Now, I don’t necessarily need to do it to the beat. I could follow the violins, for example. But, certainly for a beginner, dancing to the beat is clear. It feels good. And, as I’ve discovered, that’s even true if they’re not particularly aware of the music and don’t know why it feels good. One follower told me ‘I don’t know why, but it always feels nice to dance with you.’ I’ve had fellow beginners who’ve been surprised and delighted when I end a song nicely, because they were too busy concentrating on following the lead and executing their own steps to listen to the music.

But if I dance instead to the violins, they may not pick up on that. It may just feel to them like I’ve lost the beat.

And even if I’m dancing with someone who’ll recognise what I’m doing, phrases are more predictable than the melody. For a musical dance to the melody, I have to know the song well. I’m slowly getting there with a few Pugliese songs, but I need to know each individual song really well to pull it off. And that’s not happening in a milonga.

So given that the embrace and musicality are my only real tango powers at present, I don’t want to sacrifice one of them on the altar of Doing More Things.

I’m not sure what the solution to this is, but the first step in solving a problem is defining it, right?

A bold plan

After discussing my Six Month Appraisal thoughts with Steph and a few tango friends, I sought their counsel on whether now might be the right time to try my hand at following. Not to actually be able to dance both roles, but to understand how it feels to be led in order to inform my own lead.
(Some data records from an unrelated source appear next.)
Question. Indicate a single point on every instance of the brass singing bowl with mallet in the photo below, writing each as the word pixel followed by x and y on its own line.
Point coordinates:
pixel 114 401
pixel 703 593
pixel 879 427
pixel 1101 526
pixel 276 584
The answer was a qualified yes. I also mentioned it to Pablo, who said it would help my lead so long as it didn’t confuse me.
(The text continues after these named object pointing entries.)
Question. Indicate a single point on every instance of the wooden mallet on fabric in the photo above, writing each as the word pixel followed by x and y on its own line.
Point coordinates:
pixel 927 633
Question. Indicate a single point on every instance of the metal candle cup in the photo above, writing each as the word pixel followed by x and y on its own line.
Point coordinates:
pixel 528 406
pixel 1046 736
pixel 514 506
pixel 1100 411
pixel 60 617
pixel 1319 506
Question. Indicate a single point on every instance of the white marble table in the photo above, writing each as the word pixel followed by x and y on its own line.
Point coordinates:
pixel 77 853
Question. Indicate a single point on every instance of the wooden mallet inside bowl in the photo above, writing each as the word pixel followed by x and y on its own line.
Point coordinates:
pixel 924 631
So, the plan is this. I have a two-hour private with Maeve on Saturday, and a 90-minute one with Mariano the following Sunday (Steph won’t be around, so I get the whole 90 minutes to myself). I’m going to spend the lesson with Maeve working on following. If neither of us ends up on crutches, and we both feel we’re getting somewhere, I’ll do the same with the lesson with Mariano. Then I’ll review.

The idea is that if it seems like a few hours of following might be enough to get me to some ‘aha!’ moments, I’ll continue that to reach that point. If it confuses me, or feels like it would take many, many hours to reach that point, I’ll revert to leading in my privates.

This feels like a bold plan, at a time when I’m still at a pretty basic stage with my lead. But it also feels like an experiment worth conducting.